Another Year. That Makes Nine.

September 17, 2015
Posted by Jay Livingston

The anniversary for this blog comes roughly at the same time as the Jewish New Year – bit daunting, nine compared with 5776. Atonement for the blog’s shortcomings will have to wait till Yom Kippur next week.  For now, I’ll toot my own shofar for a few posts that for one reason or another I liked.
           
Don Draper and the Pursuit of Loneliness. The Pursuit of Loneliness (1970) by Philip Slater was one of the best books inspired by America in the 1960s. “Mad Men” was one of the best TV shows inspired by America in the 1960s.

Shootings and Elephants(The post has nothing to do with Orwell’s essay, “Shooting an Elephant.”) My point is the obvious one – if you want school shootings to be more common, make it easier for schoolkids to get guns. I posted it only because so many people seem to be ignoring the obvious.

Poverty, Perceptions, and Politics  Another seemingly obvious idea – the more socially distant people are from the poor, the less compassion they will have for the poor.
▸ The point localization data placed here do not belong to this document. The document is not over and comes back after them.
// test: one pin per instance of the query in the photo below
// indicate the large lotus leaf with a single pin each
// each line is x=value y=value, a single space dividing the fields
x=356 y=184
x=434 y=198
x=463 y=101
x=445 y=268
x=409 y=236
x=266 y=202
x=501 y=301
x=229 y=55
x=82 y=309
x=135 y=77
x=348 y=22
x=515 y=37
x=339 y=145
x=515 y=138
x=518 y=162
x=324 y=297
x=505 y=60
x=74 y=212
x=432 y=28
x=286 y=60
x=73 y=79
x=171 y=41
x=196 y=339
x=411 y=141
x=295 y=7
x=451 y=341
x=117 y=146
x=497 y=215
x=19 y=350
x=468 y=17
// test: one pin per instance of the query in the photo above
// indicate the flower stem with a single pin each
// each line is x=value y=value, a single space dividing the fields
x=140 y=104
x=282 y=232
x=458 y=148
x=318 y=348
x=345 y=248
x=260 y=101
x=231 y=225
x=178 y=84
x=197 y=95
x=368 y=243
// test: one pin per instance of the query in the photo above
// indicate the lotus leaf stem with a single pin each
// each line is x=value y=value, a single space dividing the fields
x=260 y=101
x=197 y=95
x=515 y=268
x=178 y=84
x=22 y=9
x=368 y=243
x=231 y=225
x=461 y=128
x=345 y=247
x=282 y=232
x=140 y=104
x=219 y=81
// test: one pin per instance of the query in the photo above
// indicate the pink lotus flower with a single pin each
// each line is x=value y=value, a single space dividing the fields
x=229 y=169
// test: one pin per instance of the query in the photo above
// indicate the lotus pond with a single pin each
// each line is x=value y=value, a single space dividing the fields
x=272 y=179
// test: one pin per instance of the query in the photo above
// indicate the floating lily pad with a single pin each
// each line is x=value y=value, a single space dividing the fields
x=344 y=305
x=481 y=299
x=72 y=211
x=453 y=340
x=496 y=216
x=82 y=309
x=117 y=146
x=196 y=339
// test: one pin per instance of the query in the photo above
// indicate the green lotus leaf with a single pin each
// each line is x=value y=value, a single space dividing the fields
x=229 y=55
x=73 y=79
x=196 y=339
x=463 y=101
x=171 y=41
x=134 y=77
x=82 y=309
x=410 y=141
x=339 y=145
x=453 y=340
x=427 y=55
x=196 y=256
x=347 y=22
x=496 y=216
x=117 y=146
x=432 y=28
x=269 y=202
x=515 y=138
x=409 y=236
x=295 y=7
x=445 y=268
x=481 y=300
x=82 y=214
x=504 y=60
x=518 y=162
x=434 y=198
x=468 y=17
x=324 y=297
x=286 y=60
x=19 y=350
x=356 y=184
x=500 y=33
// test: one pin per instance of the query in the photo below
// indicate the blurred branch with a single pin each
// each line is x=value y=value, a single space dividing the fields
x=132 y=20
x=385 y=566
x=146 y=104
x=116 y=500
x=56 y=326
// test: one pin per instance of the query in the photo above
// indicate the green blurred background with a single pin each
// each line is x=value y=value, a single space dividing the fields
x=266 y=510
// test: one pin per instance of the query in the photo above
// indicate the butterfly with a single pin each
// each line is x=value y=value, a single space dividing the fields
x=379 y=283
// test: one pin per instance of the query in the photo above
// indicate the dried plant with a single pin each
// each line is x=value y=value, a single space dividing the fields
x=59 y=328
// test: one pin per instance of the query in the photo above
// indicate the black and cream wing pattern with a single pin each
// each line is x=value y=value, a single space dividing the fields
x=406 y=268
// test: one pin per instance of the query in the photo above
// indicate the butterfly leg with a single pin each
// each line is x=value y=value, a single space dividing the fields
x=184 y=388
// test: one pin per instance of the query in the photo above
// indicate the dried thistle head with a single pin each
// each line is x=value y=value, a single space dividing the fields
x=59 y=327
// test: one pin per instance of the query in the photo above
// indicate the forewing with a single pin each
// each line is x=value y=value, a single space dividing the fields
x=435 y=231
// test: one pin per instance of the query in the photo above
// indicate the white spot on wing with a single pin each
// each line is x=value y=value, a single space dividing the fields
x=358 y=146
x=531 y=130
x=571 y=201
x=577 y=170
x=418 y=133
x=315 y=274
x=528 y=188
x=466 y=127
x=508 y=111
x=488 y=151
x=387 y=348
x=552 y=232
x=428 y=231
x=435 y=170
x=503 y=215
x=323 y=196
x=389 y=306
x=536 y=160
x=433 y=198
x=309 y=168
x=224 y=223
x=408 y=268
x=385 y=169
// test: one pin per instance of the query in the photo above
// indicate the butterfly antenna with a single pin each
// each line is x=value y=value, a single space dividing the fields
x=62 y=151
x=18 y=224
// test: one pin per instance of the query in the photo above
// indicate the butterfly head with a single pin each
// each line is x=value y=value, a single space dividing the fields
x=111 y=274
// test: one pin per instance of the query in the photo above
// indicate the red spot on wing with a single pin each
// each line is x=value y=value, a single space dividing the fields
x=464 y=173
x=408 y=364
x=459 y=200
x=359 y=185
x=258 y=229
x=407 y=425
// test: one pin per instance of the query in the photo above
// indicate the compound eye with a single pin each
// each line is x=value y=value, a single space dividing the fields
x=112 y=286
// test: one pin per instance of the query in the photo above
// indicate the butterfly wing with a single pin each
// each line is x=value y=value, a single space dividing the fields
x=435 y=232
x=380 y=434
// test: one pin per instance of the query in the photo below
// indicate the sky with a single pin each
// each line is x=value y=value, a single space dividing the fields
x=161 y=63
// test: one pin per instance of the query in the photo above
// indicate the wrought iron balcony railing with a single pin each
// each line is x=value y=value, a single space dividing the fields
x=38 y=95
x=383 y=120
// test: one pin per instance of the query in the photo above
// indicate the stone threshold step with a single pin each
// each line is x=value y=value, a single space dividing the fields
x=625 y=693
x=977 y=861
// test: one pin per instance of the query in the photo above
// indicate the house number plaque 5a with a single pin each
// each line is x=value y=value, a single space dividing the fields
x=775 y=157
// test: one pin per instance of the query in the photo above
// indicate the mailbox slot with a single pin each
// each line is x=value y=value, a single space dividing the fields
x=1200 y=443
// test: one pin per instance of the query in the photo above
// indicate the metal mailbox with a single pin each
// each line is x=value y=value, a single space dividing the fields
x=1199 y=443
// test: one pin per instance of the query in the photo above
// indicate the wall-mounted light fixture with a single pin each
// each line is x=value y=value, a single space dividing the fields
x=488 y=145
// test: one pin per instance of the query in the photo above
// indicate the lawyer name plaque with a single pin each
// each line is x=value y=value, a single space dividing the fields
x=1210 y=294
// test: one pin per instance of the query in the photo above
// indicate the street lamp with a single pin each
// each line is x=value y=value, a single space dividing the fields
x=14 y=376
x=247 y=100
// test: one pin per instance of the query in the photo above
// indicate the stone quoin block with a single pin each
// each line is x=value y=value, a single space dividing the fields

Yet some people were surprised by the evidence.
               
Chris Christie and Subjective – Very Subjective – Social Class If Chris Christie’s perception of himself is “middle class,” perhaps sociologists need to revise the ways that they define and measure social class.
       
Higher Ed as Cheerios One ill-chosen picture for a college catalogue cover reveals assumptions about race and gender but also about the basic purpose of a university education. Does anyone remember those old classic Cheerios ads? Does anyone remember those old classic ideas about education?